Das Urteil ist nachzulesen unter dem Aktenzeichen 1 U 264/08, bei dem es sich so ereignete, dass der Mofa-Beifahrer den Spanngurt des Mofa-Anhängers ins Auge bekam. Was war Schuld: Der schon eingehängte Gurt, der abrutschte, oder die ausladende Armbewegung des Mofabesitzers, der den Gurt festzurren wollte? Dass der Mofabesitzer Schuld war, wusste jeder, aber es war zur Klärung ein Gericht nötig.
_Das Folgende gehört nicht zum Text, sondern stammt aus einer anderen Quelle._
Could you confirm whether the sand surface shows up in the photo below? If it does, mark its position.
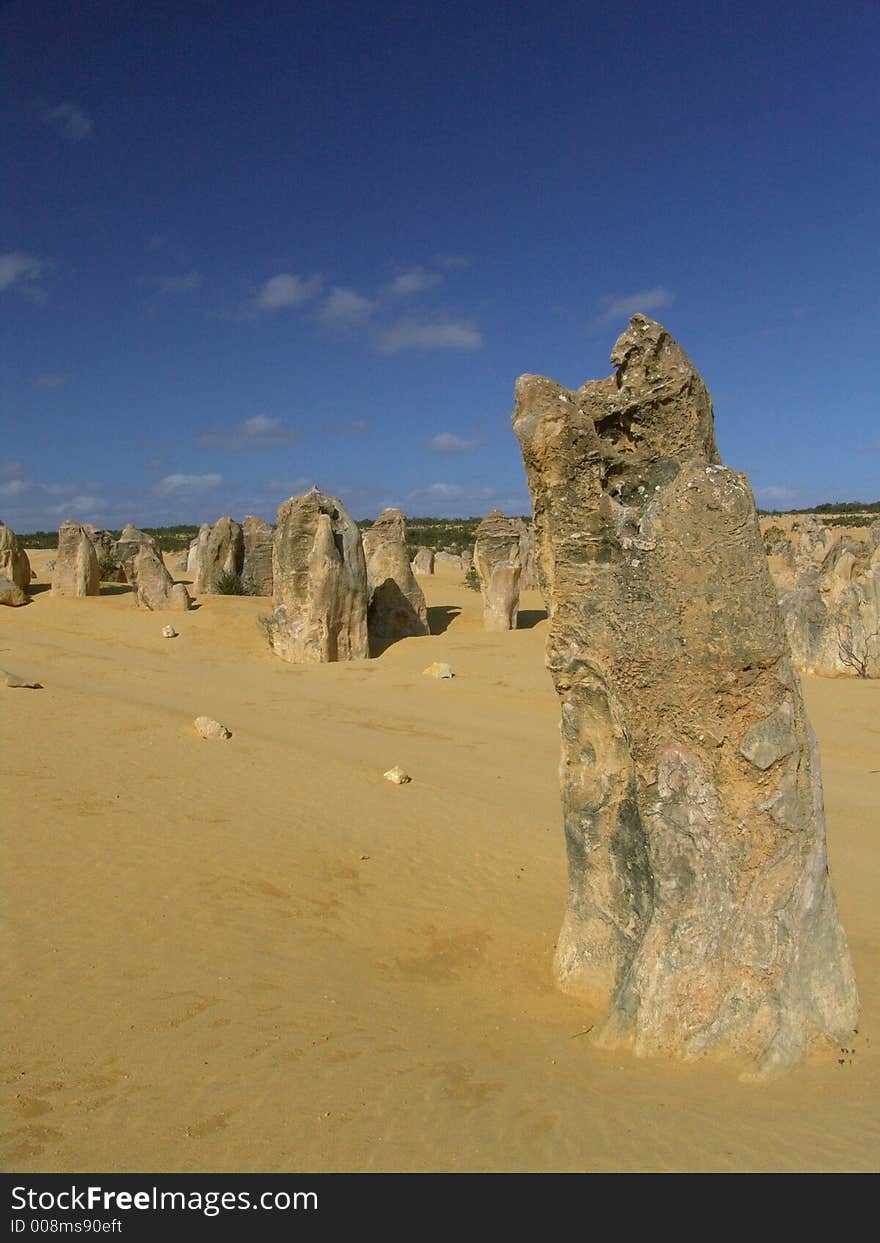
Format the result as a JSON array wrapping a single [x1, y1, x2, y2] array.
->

Die Kfz-Versicherung begründete die Nicht-Zuständigkeit damit, dass das Mofa nicht in Betrieb war, weshalb die Privathaftlichtversicherung des Beifahrers greifen müsse. Die Richter sahen das anders: Zwar war das Mofa nicht in Betrieb, aber doch in Gebrauch, begründeten sie. Deshalb sei die Kfz-Versicherung zuständig. Es sei ausreichend, dass der Schaden in unmittelbarem Zusammenhang mit dem Mofa entstanden sei; damit müsse die Kfz-Haftpflichtversicherung den Schaden regulieren. Das Sichern der Ladung gehöre zu solchen unmittelbaren Zusammenhängen, weshalb die Kfz-Versicherung für den Schaden aufzukommen hatte und das Gericht keine Revision zuließ. Damit konnte der eigentlich recht klare Fall geklärt werden.